Morgan Barbançon Mestre "La Coupe du Monde est définitivement mon objectif"
lundi 29 octobre 2018

Morgan Barbancon et Boléro
La FFE ayant finalement décidé de ne pas envoyer d'équipe aux JEM de Tryon, Morgan en a profité pour travailler ses montures dont Boléro, qui pourrait bien devenir son cheval de tête dans les années à venir. © Images'Inn Photographies / Eric Knoll

Morgan Barbançon Mestre était la seule Française engagée au CDI 3* d'Exloo (Pays-Bas) ce week-end. Elle a terminé deuxième du Grand Prix juchée sur Boléro avec la jolie moyenne de 70,022% avant de connaître quelques mésaventures sur le Grand Prix Spécial. Déterminée à glaner sa qualification pour la finale Coupe du Monde de Göteborg, la jeune femme dresse le bilan de ses dernières performances et livre ses plans pour les mois à venir.

Boléro semble monter en puissance ces derniers temps, il ne cesse d'améliorer ses notes sur les Grands Prix. Comment jugez-vous son évolution ? 
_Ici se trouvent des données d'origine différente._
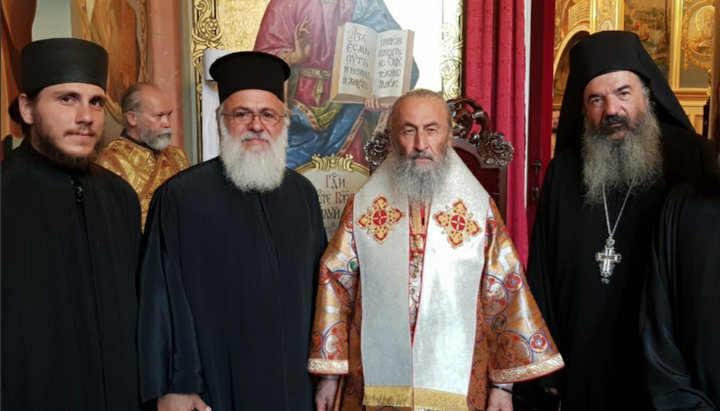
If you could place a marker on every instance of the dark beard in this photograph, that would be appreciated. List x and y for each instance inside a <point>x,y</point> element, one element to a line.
<point>46,146</point>
<point>635,161</point>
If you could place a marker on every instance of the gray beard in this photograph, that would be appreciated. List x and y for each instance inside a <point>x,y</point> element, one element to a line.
<point>253,170</point>
<point>634,161</point>
<point>47,147</point>
<point>418,182</point>
<point>157,141</point>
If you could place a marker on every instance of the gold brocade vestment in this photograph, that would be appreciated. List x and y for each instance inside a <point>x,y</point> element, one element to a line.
<point>511,340</point>
<point>142,167</point>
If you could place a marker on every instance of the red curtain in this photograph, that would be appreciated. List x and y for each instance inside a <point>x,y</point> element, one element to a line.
<point>494,74</point>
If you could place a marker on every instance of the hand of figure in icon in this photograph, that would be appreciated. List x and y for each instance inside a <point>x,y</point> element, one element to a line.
<point>303,43</point>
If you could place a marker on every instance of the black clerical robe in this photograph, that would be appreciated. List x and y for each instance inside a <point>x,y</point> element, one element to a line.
<point>70,243</point>
<point>681,304</point>
<point>227,285</point>
<point>595,325</point>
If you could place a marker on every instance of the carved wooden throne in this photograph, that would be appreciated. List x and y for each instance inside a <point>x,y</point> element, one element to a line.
<point>483,150</point>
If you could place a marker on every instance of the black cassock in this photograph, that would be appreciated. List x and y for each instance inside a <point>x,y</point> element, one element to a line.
<point>70,243</point>
<point>595,325</point>
<point>681,309</point>
<point>227,289</point>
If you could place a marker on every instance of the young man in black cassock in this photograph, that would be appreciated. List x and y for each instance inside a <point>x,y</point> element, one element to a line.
<point>70,243</point>
<point>230,263</point>
<point>680,310</point>
<point>623,142</point>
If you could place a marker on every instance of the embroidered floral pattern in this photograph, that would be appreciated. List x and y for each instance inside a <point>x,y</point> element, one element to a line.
<point>380,219</point>
<point>457,223</point>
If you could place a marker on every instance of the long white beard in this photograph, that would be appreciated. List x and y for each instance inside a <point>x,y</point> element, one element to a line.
<point>635,160</point>
<point>157,141</point>
<point>258,169</point>
<point>419,182</point>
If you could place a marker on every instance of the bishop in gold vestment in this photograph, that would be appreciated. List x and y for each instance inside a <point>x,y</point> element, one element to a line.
<point>422,301</point>
<point>142,167</point>
<point>142,154</point>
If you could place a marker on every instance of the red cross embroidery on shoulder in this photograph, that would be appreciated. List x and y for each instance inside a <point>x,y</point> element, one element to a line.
<point>380,219</point>
<point>457,223</point>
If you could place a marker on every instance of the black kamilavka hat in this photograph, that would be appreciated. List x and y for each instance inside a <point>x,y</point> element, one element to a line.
<point>602,53</point>
<point>245,70</point>
<point>63,60</point>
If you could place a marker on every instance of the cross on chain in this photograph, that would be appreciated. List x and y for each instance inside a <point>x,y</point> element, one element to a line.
<point>607,260</point>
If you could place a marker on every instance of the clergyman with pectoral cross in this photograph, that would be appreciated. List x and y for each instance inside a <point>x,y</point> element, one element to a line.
<point>623,142</point>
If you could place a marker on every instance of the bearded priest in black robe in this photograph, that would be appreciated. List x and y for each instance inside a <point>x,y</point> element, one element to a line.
<point>70,243</point>
<point>623,142</point>
<point>230,263</point>
<point>681,303</point>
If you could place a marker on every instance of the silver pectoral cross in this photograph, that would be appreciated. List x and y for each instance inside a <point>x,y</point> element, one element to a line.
<point>607,259</point>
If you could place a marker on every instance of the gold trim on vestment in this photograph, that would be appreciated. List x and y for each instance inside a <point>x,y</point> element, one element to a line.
<point>318,366</point>
<point>527,372</point>
<point>439,400</point>
<point>388,396</point>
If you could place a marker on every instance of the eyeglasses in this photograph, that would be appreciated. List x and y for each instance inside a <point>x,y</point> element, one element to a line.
<point>267,117</point>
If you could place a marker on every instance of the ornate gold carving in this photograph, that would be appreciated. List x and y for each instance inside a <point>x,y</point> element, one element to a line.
<point>452,45</point>
<point>333,162</point>
<point>205,34</point>
<point>697,34</point>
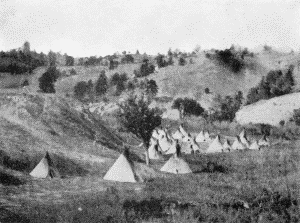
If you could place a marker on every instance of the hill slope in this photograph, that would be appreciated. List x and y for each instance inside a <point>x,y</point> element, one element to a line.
<point>270,111</point>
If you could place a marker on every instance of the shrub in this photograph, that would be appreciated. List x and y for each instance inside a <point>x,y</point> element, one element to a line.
<point>69,60</point>
<point>47,80</point>
<point>189,106</point>
<point>127,59</point>
<point>275,84</point>
<point>296,116</point>
<point>181,61</point>
<point>101,84</point>
<point>160,60</point>
<point>152,87</point>
<point>230,59</point>
<point>226,107</point>
<point>145,69</point>
<point>136,116</point>
<point>80,89</point>
<point>114,79</point>
<point>170,60</point>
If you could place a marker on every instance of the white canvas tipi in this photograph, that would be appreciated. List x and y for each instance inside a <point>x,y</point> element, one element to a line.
<point>120,171</point>
<point>254,146</point>
<point>226,146</point>
<point>215,146</point>
<point>264,141</point>
<point>176,165</point>
<point>44,168</point>
<point>181,129</point>
<point>237,145</point>
<point>200,137</point>
<point>153,152</point>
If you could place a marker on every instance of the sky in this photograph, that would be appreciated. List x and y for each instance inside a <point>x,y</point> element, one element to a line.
<point>102,27</point>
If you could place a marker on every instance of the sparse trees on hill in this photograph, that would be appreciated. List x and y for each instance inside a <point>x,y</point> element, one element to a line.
<point>151,88</point>
<point>181,61</point>
<point>52,58</point>
<point>139,119</point>
<point>69,60</point>
<point>127,59</point>
<point>47,80</point>
<point>275,84</point>
<point>101,85</point>
<point>225,108</point>
<point>145,69</point>
<point>80,89</point>
<point>189,106</point>
<point>160,60</point>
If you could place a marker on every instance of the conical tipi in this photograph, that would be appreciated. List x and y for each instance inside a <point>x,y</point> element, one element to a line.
<point>254,146</point>
<point>237,145</point>
<point>264,141</point>
<point>121,171</point>
<point>181,129</point>
<point>226,146</point>
<point>176,164</point>
<point>45,168</point>
<point>200,137</point>
<point>215,146</point>
<point>153,152</point>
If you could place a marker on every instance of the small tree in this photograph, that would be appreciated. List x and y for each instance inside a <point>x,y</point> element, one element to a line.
<point>181,61</point>
<point>47,80</point>
<point>80,89</point>
<point>101,84</point>
<point>152,87</point>
<point>188,105</point>
<point>139,119</point>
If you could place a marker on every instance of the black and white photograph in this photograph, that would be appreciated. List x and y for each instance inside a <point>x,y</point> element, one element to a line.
<point>149,111</point>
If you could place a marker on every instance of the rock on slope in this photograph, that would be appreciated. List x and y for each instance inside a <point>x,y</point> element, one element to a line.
<point>270,111</point>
C'est notre quatrième Grand Prix ensemble. Je dois dire qu'il a fait énormément de progrès ces dernières semaines, surtout au mois d'août. Étant donné que nous ne sommes pas allés à Tryon, j'ai adapté mes plans, et j'ai pu me concentrer sur les chevaux restés à la maison dont Boléro que l'on a beaucoup préparé. Nous avons fait un concours en Hongrie fin septembre, le cheval s'est super bien comporté là-bas. A la base, il est un peu sur l'oeil mais il s'habitue progressivement aux concours et à la piste, il est beaucoup moins regardant. C'est un cheval très spectaculaire qui a énormément de mouvement. Quand il est stressé, il se fige un peu dans le dos. C'est ce qui s'est passé le premier jour en Hongrie, le deuxième jour il était très détendu et il a fait ça "les doigts dans le nez".

Vous êtes deuxièmes du Grand Prix ce week-end puis vous abandonnez dans le Spécial, que s'est-il passé ?

Il fait fait un très bon Grand Prix sachant qu'il a couru son premier en juillet et qu'il s'agissait de notre premier indoor. Il n'a donc pas les kilomètres de Sir Donnerhall II. Le premier jour cela s'est très très bien passé, le cheval était relâché. On a commis une petite faute à la fin de la diagonale avec les changements de pieds aux deux temps, ce qui nous a coûté très cher ! Le deuxième jour il y avait énormément de monde sur la piste d'entrainement, nous devions être six ou sept. Le cheval n'avait pas l'habitude de ça, il est resté un peu en arrière et nous avons eu quelques petites incompréhensions à l'échauffement et cela s'est vu dans la reprise. Nous avons fait un très joli tour au trot puis il a fait des fautes bêtes, il est parti au galop juste avant le trot allongé et après nous nous sommes un peu mélangé les pinceaux entre les changements de pieds au temps et aux deux temps. J'ai préféré me retirer plutôt que d'avoir une mauvaise note surtout que nous étions sur une bonne lancée avec Boléro ces derniers temps donc ça ne valait pas la peine de continuer ; pour moi, pour lui, pour tout le monde !

Quelle va être la suite du programme désormais ?

Le programme est assez chargé en ce moment ! Je pars à Lyon cette semaine avec l'étalon, dans deux semaines je serai à Stuttgart avec les deux, je vais peut-être aussi faire Stockholm si j'arrive à rentrer, puis Malines... Cette année, la finale Coupe du Monde est définitivement un objectif, que ce soit avec l'un ou avec l'autre. Je pense que ce sera tout de même plus avec Sir Donnerhall II, parce que les Kür sont vraiment sa tasse de thé et qu'elles sont vraiment incontournables en indoor. Sir Donnerhall II va être le cheval de tête et Boléro le second, mais les chevaux restent des chevaux on ne sait jamais ce qu'il peut se passer. Pour Boléro, cet hiver devrait être davantage un entrainement pour la saison outdoor qui arrive et pour l'indoor l'année prochaine. Il va rester un peu dans l'ombre cet hiver et va accompagner Sir Donnerhall II sur certains concours. On a déjà dix-sept points d'avance, ce qui est déjà bien. Tout va dépendre de Lyon. On travaille encore beaucoup sur les piaffers et les changements de pieds qui sont ses points faibles. Mon objectif est avant de souligner ses points forts, les appuyers et les allongements, il a aussi un très joli passage. Tout devient de plus en plus sous contrôle. Nous avons fait notre meilleur score en Grand Prix il y a trois semaines de ça en Hongrie (72,109%, le couple s'était alors classé troisième, ndlr). On va tout faire pour répéter ça à Lyon ! J'ai un bon sentiment.